The Liang Gie, 1985, Kamus Logika, Nurcahya, Yokyakarta.
------------------, 1996, Pengantar Filsafat Ilmu, Liberty, Yogyakarta.
Keraf, Gorys, 1992, Argumentasi dan Narasi, Gramedia, Jakarta
Watloly, A., 2001, Tanggung Jawab Pengetahuan, Kanisius, Yogyakarta.
Editor's Notes
Melalui pikiran, "rasa ingin tahu“ tidak hanya diratapi secara psikologis, tetapi ditempatkan pada sebuah realitas pembelajaran (diskursus) untuk mengisi ruang keinginannya itu dengan kompetensi; pengetahuan, keilmuan, ketrampilan, etika, moralitas, dan spiritualitas.

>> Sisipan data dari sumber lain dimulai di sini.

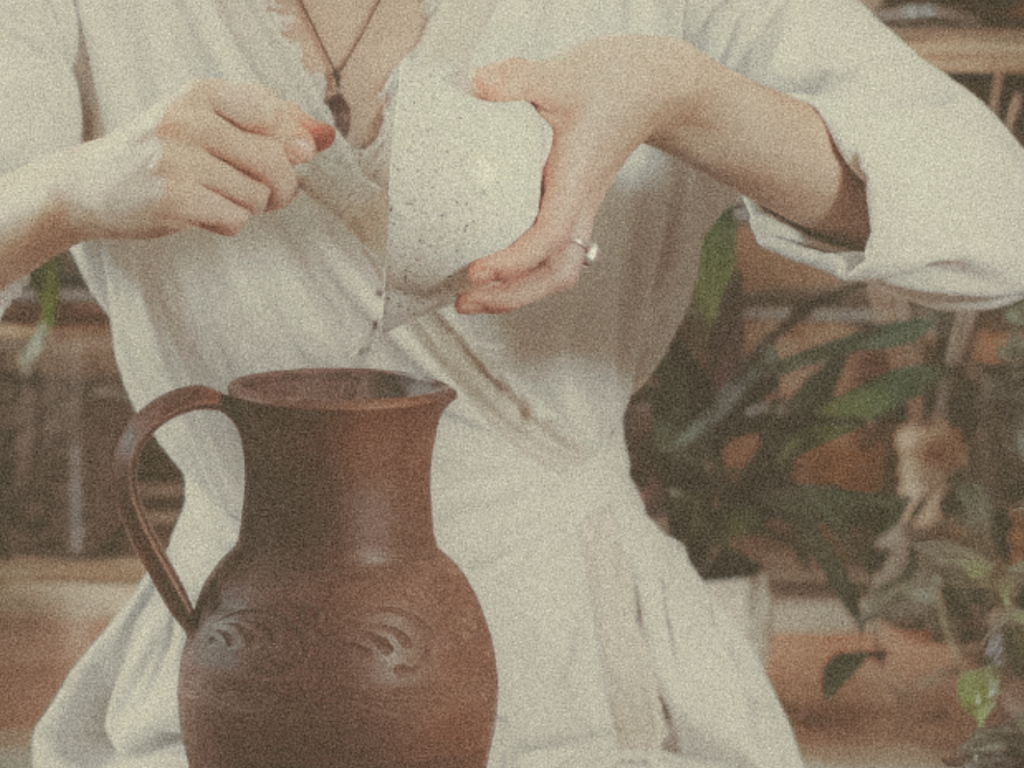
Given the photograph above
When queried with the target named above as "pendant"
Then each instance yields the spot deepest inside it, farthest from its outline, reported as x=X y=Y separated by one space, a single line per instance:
x=341 y=111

Pikiran, dalam kedudukan sebagai "tenaga ilmu", berfungsi memberi dasar-dasar pemikiran keilmuan, menentukan obyek dan prinsip-prinsip metodik keilmuan serta ciri khas masing-masing cabang ilmu. Tenaga keilmuan tersebut, berfungsi pula untuk memperdalam serta memperluas cakrawala pertimbangan-pertimbangan dan putusan-putusan teoretis sehingga mampu mendorong perkembangan ilmu-ilmu khusus, maupun aplikasi atau penerapan keilmuan dengan pertimbangan-pertimbangan nilai agar ilmu pengetahuan dapat bermanfaat bagi kesejahteraan dan kebahagiaan manusia. Akhirnya, pikiran, baik sebagai "tenaga budaya" maupun "tenaga ilmu", merupakan kekuatan strategis untuk menyingkapkan keluhuran atau keagungan manusia yang tiada bandingnya, sehingga rasa "ingin tahu" manusia menemukan artinya yang strategis dan mendalam.